There is some possibility that this victim is meant to represent Arrow himself. Although the color of the Mexican saddle is different than we have seen before, so is the artist also different. Compare the saddle here, and its red over-cinch securing an extra pad, with Plates 88 & 154. Arrow has shown himself riding several other black horses, two with white-blazed foreheads (Plates 9 & 142), but subtle differences (docked or forked ears in the others) make this a different animal.

If Arrow were injured, however, this might explain why a different man contributed the final two drawings to the ledger. Arrow could have penciled the crumpled figure of himself, after he had recovered.

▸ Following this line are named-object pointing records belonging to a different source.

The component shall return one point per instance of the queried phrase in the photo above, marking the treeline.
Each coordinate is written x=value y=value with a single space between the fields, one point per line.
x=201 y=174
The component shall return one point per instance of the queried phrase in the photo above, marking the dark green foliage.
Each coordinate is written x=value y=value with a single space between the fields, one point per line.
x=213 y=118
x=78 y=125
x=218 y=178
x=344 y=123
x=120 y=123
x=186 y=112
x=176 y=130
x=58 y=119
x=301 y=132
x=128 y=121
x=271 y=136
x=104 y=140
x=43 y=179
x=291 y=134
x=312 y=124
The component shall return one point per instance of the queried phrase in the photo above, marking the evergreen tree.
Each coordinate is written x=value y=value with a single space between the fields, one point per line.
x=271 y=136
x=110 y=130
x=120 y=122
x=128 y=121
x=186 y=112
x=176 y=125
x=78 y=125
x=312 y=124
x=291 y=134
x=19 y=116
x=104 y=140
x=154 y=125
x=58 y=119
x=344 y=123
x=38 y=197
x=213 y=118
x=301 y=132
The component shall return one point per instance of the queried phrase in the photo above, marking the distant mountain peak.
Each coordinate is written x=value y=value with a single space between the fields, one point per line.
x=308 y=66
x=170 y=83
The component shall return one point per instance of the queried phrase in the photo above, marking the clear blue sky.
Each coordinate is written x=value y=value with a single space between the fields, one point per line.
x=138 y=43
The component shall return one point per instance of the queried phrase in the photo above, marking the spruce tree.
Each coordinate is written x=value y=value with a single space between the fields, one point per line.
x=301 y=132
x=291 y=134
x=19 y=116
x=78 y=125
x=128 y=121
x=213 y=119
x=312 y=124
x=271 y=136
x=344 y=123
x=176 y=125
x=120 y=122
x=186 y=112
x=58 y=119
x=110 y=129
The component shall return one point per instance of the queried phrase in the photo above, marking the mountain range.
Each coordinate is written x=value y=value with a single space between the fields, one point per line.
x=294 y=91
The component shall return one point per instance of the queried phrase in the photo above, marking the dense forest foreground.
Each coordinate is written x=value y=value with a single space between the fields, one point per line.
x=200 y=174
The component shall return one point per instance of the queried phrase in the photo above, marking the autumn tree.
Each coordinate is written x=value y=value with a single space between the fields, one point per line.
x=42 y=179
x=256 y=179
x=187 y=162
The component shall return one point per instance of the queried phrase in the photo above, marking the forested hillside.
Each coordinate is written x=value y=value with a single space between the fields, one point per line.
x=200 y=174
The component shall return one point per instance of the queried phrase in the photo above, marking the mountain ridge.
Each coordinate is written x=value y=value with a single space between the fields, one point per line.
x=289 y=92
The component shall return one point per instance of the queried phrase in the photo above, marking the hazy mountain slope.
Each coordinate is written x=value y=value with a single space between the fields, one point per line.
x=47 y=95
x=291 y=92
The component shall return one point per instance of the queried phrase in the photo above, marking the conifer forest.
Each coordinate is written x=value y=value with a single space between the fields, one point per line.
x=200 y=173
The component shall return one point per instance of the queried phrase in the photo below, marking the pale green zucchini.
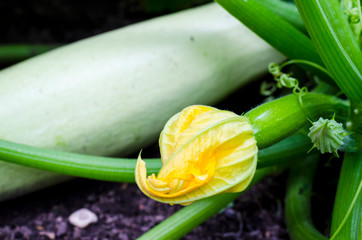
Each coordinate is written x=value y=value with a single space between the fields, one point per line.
x=113 y=93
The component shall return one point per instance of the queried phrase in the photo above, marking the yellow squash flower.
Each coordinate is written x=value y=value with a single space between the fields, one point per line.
x=204 y=151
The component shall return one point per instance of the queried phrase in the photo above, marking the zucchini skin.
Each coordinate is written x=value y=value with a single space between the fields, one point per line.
x=113 y=93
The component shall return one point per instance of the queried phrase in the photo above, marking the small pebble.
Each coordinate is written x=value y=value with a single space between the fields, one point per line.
x=82 y=218
x=62 y=229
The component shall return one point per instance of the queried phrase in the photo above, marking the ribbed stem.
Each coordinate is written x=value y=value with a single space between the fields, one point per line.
x=278 y=119
x=272 y=122
x=191 y=216
x=297 y=209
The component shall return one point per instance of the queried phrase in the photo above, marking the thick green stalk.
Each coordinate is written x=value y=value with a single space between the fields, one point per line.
x=275 y=30
x=17 y=52
x=347 y=218
x=335 y=43
x=191 y=216
x=122 y=170
x=297 y=209
x=292 y=147
x=278 y=119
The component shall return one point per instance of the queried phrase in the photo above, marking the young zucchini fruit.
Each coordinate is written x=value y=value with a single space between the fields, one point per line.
x=113 y=93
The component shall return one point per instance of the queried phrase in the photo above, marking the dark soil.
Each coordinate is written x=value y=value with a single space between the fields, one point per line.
x=123 y=211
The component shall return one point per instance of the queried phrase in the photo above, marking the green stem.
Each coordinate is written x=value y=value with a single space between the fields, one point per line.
x=122 y=170
x=348 y=203
x=297 y=204
x=301 y=61
x=278 y=119
x=18 y=52
x=191 y=216
x=335 y=43
x=272 y=122
x=275 y=30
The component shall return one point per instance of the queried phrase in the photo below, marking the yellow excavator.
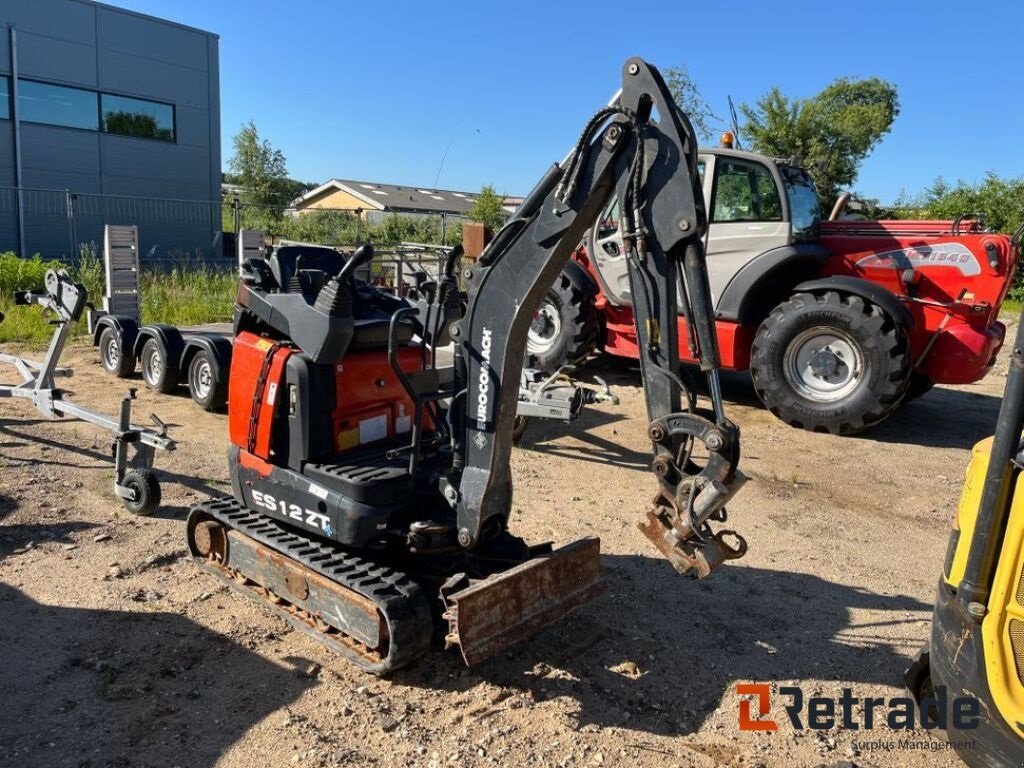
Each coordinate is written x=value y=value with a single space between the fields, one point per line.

Whoever he is, the fallen Cheyenne wears a black wool vest over a calico shirt with blue polka dots. He has a breechcloth and plain leggings of red trade cloth, and fully-beaded moccasins. A dark blue (black) trade cloth blanket is folded around his waist. The left side of his hair is wrapped with plaited strips of red and dark blue trade cloth, the right side with red cloth alone. On the other Cheyenne, this configuration is reversed.

An interesting difference in the way this horse is bridled is that there are no reins attached to the silver-mounted headstall, only a lead line attached to the halter latch. This suggests that the animal was so well trained it could be directed by knee pressure alone. Arrow rides other horses this way in Plates 34 & 163; George Bent does the same in Plates 92 & 118.

The other Cheyenne, presumed to be the secondary artist, has arrived too late to save his friend from a nasty fall, but perhaps still in time to secure the deer. He rides a handsome buckskin pinto racer, distinguished by its notched ears. The horse features a silver-mounted Mexican bridle, with an eagle feather at the forelock, and is encouraged with an elk-antler quirt which hangs from the rider's left wrist.

This Cheyenne wears what appears to be a silk-brocade vest, over a calico shirt with blue pin stripes. A double-width courting blanket---half red, and half dark blue trade cloth---is wrapped around his waist. Below the bottom edge of this blanket the Cheyenne's bare left calf is seen, with a red trade cloth "half-legging" worn over the ankle---compare with the similar half-legging in Plate 136. The Cheyenne is using exactly the same type of vaquero saddle as his fallen friend: note the silver concho on the tapadera; and the second silver concho on the stirrup leather, seen just against the calf of his leg.